Article 2 : La demande présentée par la société Rennes-Les Jardins de Lucile au tribunal administratif de Rennes est rejetée.
Article 3 : Les conclusions présentées par la société Rennes-Les Jardins de Lucile au titre de l'article L. 761-1 du code de justice administrative sont rejetées.
Article 4 : La présente décision sera notifiée à la ministre de l'action et des comptes publics et à la société Rennes-Les Jardins de Lucile.

Délibéré à l'issue de la séance du 20 octobre 2025 où siégeaient : M. Pierre Collin, président adjoint de la section du contentieux, présidant ; M. Bertrand Dacosta, Mme Anne Egerszegi, présidents de chambre ; M. Nicolas Polge, M. Vincent Daumas, M. Olivier Yeznikian, Mme Rozen Noguellou, M. Didier Ribes, conseillers d'Etat et M. Olivier Saby, maître des requêtes-rapporteur.

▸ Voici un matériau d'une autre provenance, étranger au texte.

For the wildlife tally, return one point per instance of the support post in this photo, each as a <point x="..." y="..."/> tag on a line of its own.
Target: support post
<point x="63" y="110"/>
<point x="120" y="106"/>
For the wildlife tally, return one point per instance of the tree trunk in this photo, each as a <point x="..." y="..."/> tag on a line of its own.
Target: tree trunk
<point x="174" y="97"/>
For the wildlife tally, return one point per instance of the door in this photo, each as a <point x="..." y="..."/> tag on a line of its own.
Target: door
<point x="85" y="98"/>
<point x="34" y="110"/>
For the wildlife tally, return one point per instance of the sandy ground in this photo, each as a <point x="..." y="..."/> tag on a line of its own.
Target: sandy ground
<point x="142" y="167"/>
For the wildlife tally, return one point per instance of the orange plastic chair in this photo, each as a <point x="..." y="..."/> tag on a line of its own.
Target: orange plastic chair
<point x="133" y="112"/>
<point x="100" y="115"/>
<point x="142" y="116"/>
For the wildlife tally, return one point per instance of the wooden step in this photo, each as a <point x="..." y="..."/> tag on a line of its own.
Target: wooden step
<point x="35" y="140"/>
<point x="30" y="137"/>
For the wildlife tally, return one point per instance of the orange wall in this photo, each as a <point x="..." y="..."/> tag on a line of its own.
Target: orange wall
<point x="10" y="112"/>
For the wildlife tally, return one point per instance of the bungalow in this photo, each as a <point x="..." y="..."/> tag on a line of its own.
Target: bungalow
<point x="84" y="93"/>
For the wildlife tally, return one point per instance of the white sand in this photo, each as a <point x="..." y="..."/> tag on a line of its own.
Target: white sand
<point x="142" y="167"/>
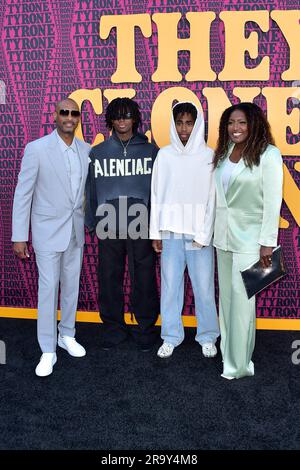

Rendu le 14 novembre 2025.


Le président :
Signé : M. Pierre Collin
Le rapporteur :
Signé : M. Olivier Saby
La secrétaire :
Signé : Mme Fehmida Ghulam
La République mande et ordonne à la ministre de l'action et des comptes publics en ce qui la concerne ou à tous commissaires de justice à ce requis en ce qui concerne les voies de droit commun contre les parties privées, de pourvoir à l'exécution de la présente décision.